Masculine? Feminine? I wonder how others see me, my form, my shape, my gender. My gender is my own, no one else’s. Just as yours is your own, too. Manipulating my flesh through materials I choose to capture it on depicts my unrest, fluidity, anger, content, melancholy and everything in the spaces between. Working with materials I can change and change again, using chemicals and other methods, changing one form into another, like how we change, like how I change.
The camera is a mask, a tool I use to play with reality, separating myself from my form and then reconnecting it again. A barrier between myself and my inability to articulate in words the state of my being. Hiding parts, exposing parts, eluding parts. Performing, my body pulled into positions, captured and immortalised. Creating dreamscapes and false realities that do not exist in order to navigate my own reality. Motion and stillness, rest and unrest. Disconnecting my body from myself, the difficulty to feel at home in a body that at times doesn’t reflect how you may see yourself.

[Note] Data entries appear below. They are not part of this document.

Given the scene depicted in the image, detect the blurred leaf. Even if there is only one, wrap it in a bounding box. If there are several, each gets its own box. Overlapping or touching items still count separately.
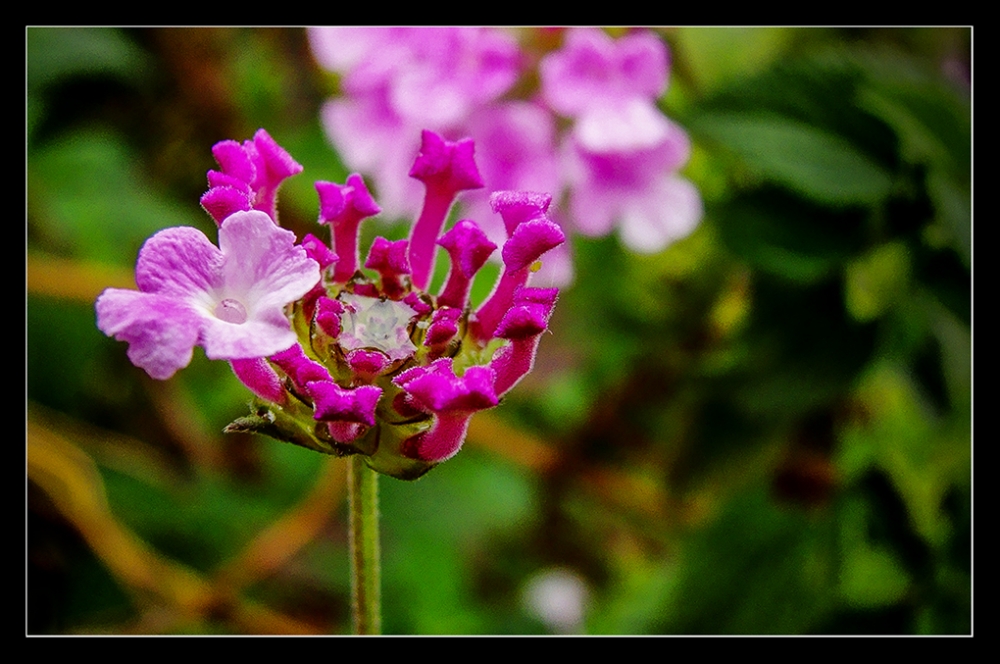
[838,499,910,608]
[660,489,836,634]
[26,27,150,136]
[693,113,892,205]
[27,27,148,88]
[714,188,863,284]
[28,132,205,265]
[846,242,910,321]
[670,27,792,90]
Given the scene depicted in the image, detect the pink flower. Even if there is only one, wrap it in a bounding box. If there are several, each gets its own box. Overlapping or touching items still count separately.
[96,130,565,479]
[540,30,702,253]
[96,210,320,379]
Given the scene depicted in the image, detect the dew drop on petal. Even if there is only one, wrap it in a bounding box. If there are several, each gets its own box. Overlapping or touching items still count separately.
[212,297,247,325]
[338,293,417,361]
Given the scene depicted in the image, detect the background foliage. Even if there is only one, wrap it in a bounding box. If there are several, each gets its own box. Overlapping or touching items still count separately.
[26,28,972,634]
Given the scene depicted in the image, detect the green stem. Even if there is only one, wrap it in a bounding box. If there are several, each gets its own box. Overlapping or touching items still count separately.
[347,454,382,634]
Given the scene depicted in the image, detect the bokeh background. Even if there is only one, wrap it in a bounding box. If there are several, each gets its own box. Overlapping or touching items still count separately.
[25,28,972,634]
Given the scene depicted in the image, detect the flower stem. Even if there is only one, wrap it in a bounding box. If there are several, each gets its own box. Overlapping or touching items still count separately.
[347,454,382,634]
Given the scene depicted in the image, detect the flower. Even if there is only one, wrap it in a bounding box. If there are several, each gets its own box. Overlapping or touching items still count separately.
[309,28,702,278]
[539,30,702,253]
[96,130,565,479]
[96,210,320,379]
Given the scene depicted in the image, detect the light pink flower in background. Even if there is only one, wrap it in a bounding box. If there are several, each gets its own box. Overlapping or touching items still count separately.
[309,28,702,278]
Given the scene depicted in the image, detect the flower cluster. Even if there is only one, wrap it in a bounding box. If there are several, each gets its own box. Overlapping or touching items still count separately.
[309,28,702,284]
[96,130,565,479]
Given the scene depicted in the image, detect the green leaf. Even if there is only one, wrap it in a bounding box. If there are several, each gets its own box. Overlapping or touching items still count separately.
[692,113,892,205]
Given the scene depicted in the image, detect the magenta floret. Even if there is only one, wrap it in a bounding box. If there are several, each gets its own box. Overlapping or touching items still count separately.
[96,124,565,479]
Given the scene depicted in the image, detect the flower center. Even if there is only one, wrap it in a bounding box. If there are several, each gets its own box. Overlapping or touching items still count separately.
[339,293,417,361]
[212,297,247,325]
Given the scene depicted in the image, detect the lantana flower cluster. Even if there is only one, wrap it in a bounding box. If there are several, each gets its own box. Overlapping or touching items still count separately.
[96,130,565,479]
[309,28,702,284]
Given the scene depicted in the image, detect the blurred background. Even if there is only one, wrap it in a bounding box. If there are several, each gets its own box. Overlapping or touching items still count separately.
[26,28,972,634]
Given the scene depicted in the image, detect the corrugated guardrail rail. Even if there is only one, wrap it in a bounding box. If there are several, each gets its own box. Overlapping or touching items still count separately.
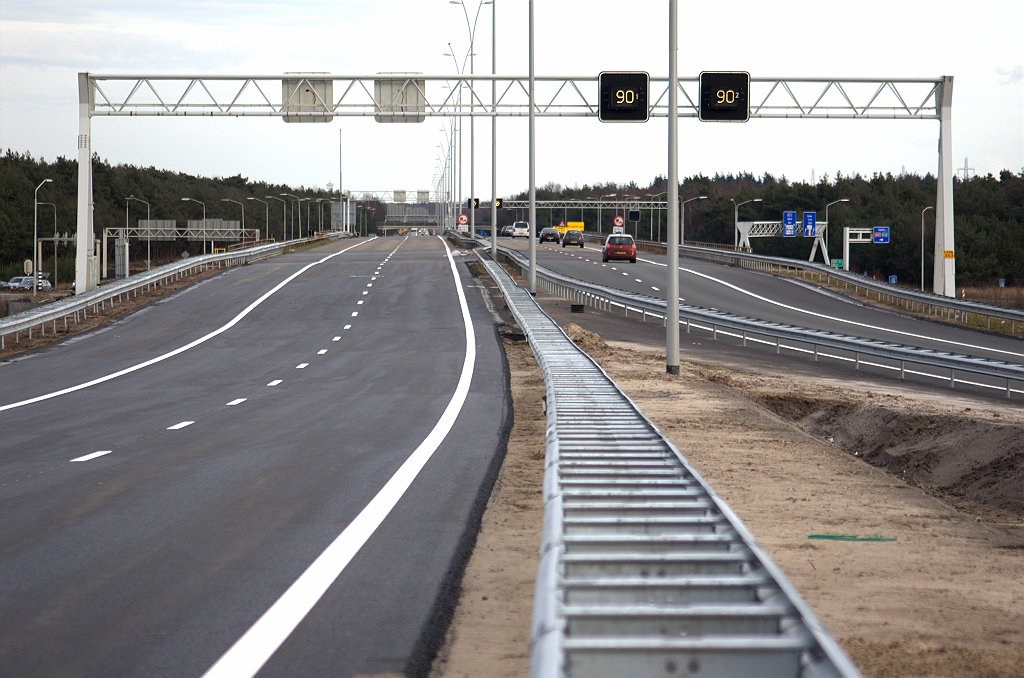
[489,247,1024,397]
[0,232,341,350]
[480,251,859,678]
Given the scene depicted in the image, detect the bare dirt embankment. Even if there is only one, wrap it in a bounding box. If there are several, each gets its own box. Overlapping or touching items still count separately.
[433,311,1024,678]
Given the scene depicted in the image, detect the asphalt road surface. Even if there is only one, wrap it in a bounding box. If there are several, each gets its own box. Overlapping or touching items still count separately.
[501,238,1024,363]
[0,238,511,677]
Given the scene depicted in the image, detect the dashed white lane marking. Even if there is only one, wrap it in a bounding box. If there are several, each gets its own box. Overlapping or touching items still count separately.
[639,259,1022,358]
[203,233,476,678]
[0,238,376,412]
[72,450,114,462]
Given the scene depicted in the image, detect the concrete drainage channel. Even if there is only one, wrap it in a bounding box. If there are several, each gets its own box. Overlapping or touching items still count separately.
[479,251,859,678]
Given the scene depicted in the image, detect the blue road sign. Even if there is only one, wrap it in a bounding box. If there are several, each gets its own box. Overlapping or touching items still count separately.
[804,212,818,238]
[782,212,797,238]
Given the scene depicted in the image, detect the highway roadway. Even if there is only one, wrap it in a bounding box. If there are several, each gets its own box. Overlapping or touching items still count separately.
[0,238,511,677]
[499,238,1024,363]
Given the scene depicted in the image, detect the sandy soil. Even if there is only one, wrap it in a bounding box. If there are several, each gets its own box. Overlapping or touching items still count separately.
[431,334,545,678]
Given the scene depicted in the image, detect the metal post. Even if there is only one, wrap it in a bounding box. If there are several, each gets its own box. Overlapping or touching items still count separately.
[932,76,956,297]
[490,0,498,258]
[527,0,537,295]
[665,0,679,374]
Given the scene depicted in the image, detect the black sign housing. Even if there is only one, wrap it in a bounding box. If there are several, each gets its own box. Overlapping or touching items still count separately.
[699,71,751,123]
[598,72,650,123]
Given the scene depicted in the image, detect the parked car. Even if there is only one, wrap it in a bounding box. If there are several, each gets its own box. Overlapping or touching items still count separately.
[601,234,637,263]
[537,227,562,243]
[562,228,583,247]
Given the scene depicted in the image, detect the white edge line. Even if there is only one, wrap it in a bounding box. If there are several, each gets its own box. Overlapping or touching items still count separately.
[0,244,373,412]
[72,450,114,462]
[203,232,476,678]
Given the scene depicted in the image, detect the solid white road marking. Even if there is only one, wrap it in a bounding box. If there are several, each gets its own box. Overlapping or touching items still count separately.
[0,237,376,412]
[72,450,114,462]
[640,259,1024,358]
[203,235,476,678]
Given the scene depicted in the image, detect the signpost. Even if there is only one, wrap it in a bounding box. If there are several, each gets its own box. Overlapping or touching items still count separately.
[804,212,818,238]
[782,212,797,238]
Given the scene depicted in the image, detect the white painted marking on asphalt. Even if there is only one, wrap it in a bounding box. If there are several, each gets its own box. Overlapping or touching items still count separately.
[640,259,1024,358]
[203,235,476,678]
[72,450,114,462]
[0,237,376,412]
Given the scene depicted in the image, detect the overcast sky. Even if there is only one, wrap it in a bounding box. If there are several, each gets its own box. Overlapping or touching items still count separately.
[0,0,1024,199]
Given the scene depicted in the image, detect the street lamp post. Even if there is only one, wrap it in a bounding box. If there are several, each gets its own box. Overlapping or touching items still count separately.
[822,198,850,257]
[125,196,153,270]
[181,198,206,254]
[220,198,243,240]
[266,196,288,242]
[32,179,56,296]
[729,198,761,247]
[921,206,935,292]
[679,196,708,245]
[597,193,618,236]
[246,197,270,240]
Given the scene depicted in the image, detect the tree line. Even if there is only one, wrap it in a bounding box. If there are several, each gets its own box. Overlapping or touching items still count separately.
[515,170,1024,289]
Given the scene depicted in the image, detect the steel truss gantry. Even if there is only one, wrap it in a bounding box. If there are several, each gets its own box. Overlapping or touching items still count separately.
[76,73,955,296]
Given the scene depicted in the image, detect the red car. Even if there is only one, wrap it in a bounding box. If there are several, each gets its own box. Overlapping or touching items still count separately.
[601,234,637,263]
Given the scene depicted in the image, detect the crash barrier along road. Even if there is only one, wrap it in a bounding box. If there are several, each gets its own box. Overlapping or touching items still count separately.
[480,256,859,678]
[487,247,1024,397]
[0,232,342,350]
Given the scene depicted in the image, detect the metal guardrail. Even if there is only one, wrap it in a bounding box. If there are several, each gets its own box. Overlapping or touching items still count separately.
[0,232,341,350]
[487,247,1024,397]
[478,254,859,678]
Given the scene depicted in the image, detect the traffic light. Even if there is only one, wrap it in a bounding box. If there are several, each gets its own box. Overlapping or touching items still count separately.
[598,73,650,123]
[699,72,751,123]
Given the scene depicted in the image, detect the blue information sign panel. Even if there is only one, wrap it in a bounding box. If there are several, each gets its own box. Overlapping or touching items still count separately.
[782,212,797,238]
[804,212,818,238]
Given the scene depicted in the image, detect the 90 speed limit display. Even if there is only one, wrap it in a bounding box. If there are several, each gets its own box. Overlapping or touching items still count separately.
[598,72,650,123]
[699,71,751,123]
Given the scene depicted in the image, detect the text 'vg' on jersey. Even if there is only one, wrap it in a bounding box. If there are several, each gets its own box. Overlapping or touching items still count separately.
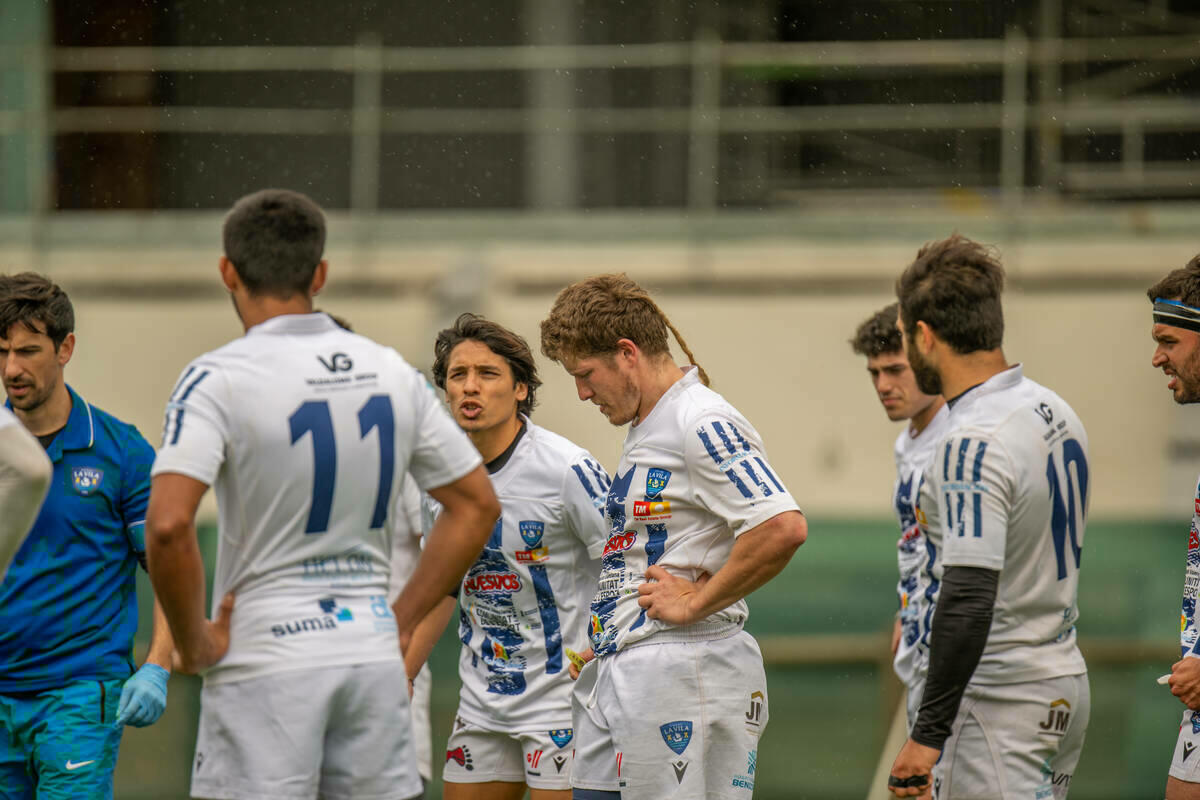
[892,404,950,686]
[590,367,799,656]
[919,365,1091,684]
[446,419,608,732]
[154,313,480,684]
[0,387,154,693]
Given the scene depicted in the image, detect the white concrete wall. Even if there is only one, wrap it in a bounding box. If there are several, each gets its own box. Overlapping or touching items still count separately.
[25,235,1200,525]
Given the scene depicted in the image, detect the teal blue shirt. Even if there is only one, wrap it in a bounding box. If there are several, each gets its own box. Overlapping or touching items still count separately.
[0,387,155,693]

My practice is deeply personal, shaped completely by my attempts to bring to life the complicated emotions I have surrounding myself and the world around me. In my attempts I wonder if others find comfort and/or solidarity in my imagery in the same way that I do when I see art that deeply resonates with me. Perhaps someone sees themselves in my work? We create our own meanings. I could tell you word for word what a piece means to me, but I’m also very interested in what it means to you, too."